Ne hesabını veremeyeceğim bir günüm oldu ne de vicdanımı lekeleyen bir geçmişim. Ne hissettiysem onu söyledim , onu yaşadım. Yaşadığım bir tek andan bile pişmanlık duymadım. Asla keşkelerim olmadı. Hiçbir zaman kendimle vicdan mahkemesi yapmak zorunda kalmadım. Karşıma bazen gerçek yüzler , bazen sahteler çıktı ama olsun ben yine sadece hislerimle yaşadım. Asla sevmediğim birine seni seviyorum demedim , ya da asla birini severken karşılığını beklemedim. Dostluğuma değer biçmedim , sevgime ise hiçbir zaman sınır çizmedim. Sevdiysem sonuna kadar gittim,bitirdiysem öldürse de hasreti geriye dönmedim. Bazen çok kırıldım , bazen belki de kırdım. Ama hata insana mahsustur dedim. Affettim , af diledim. Kimileri birden fazla kırdılar kalbimi ama ben onları yinede affettim. Onlar belki beni saflıkla yargıladılar. Belki de içten içe sinsice güldüler. Ama asıl unuttukları şuydu; Ben aldanmadım. Aldanan her zaman kendileri oldular ama bunu anlayamadılar. Bir insan kaybının ne olduğunu bilemedikleri için. Kaybetmek onlar için bir alışkanlık haline geldiği için. Oysa ben hiç insan kaybetmedim. Sadece zamanı geldiğinde vazgeçmeyi bildim...

Son



Issız bir parkta sallanırken insan, gökyüzüne dokunacağını düşünür bazen. Sonsuz mavinin derinliklerinde kaybolup gideceğini hayal eder. Düşler kurar mutluluğa dair. İçinden şarkılar söyler biraz hüzünlü biraz melankolik, biraz da aşk kokan.

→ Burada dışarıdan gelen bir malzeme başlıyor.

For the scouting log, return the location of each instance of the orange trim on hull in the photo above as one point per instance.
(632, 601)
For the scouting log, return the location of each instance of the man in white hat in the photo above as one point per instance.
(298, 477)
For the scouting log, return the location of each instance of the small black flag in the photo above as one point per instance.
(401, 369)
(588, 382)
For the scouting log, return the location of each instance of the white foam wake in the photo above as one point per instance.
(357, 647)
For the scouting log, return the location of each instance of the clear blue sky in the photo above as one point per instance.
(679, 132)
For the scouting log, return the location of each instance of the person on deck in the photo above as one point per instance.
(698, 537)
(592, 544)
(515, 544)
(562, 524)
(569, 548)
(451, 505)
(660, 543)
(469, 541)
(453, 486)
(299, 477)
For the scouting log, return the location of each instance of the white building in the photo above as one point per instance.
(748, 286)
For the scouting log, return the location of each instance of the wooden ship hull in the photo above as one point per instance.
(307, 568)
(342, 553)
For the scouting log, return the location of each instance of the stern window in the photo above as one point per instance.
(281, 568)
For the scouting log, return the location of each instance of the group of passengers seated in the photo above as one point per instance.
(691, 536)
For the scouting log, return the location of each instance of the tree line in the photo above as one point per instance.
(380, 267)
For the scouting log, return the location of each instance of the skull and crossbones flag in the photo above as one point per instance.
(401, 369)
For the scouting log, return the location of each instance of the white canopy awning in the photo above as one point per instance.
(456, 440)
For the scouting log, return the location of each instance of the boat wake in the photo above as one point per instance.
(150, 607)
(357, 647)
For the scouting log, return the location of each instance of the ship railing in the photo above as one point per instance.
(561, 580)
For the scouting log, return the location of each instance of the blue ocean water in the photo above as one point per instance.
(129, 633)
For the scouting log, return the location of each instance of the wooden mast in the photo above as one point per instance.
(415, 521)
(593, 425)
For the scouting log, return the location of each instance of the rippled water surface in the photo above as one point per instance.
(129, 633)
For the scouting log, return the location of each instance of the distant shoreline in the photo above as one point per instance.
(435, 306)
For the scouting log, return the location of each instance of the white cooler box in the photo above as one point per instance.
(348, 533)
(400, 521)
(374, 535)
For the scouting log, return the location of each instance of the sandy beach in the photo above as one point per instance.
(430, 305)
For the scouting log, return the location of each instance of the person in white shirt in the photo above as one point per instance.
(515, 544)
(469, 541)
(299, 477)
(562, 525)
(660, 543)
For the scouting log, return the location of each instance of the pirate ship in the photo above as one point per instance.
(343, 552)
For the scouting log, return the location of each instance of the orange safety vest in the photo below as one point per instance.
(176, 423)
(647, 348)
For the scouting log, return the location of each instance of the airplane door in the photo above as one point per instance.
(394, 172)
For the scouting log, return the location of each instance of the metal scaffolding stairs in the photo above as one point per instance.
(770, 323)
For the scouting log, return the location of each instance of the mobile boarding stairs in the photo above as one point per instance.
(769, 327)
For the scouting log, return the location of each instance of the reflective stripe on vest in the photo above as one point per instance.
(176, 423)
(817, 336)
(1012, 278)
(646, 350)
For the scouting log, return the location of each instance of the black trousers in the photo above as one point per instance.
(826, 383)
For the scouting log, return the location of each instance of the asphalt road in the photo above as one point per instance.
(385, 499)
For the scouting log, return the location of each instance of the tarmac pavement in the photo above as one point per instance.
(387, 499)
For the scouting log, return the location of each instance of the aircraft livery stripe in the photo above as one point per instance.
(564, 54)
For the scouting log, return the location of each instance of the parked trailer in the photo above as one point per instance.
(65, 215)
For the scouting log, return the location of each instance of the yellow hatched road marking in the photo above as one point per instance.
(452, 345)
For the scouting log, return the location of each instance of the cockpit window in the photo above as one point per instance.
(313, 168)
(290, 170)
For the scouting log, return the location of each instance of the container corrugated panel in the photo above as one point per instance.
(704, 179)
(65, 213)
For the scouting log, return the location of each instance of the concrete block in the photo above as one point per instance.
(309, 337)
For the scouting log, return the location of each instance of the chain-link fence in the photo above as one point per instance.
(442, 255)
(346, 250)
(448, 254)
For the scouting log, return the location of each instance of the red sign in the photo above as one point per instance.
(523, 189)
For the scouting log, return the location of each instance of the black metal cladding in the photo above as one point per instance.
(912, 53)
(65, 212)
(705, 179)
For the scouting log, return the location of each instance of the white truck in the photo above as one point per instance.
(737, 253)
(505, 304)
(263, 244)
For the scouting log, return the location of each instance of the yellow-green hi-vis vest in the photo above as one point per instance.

 Hızlanır git gide sallanışlar.Düşündükçe hızlanır, hızlandıkça düşünür.. Sonra birden ya kopar ipleri salıncağın tüm düşler suratına yapışır, insanın ya da duru salıncak, düşlerde durur.
Mavilikler siyah olur ansızın. Mutluluk hüzünler acı şarkılar birer feryat olur. Duyan olmaz. Salıncağın ardında kimse kalmamıştır. Sallayan ve o an, karanlık çöker başta parka.. Sonra tüm şehre. Ve sen siyah görürüsün her şeyi.
Konuşmak istersin konuşamasın. Konuşursun anlayan olmaz. Ve yine susarsın. Gidersin karanlıklar içine ve ağlarsın. Sonra herkesten gizli herkes toplanır başına. Gözlerinde alaycı gülümsemeler. Nefret edersin insanlardan. Kaçarsın bilmediğin bir yere. Yerde gözünden akan yaşların izleri.
Basmadan üzerine koşarsın koşarsın.  Bir uçurum çıkar karşına. Durup kalırsın bir süre. Sonra bakarsın ardına. Herkes ardında. Atla atla diye tempo tutarken görürsün dostlarını ve gülümsersin, son bir defa. Bırakırsın kendini boşluğa. Rüzgarda savrulur sallanırsın. Salıncakta olmasan da son sallanıştır bu.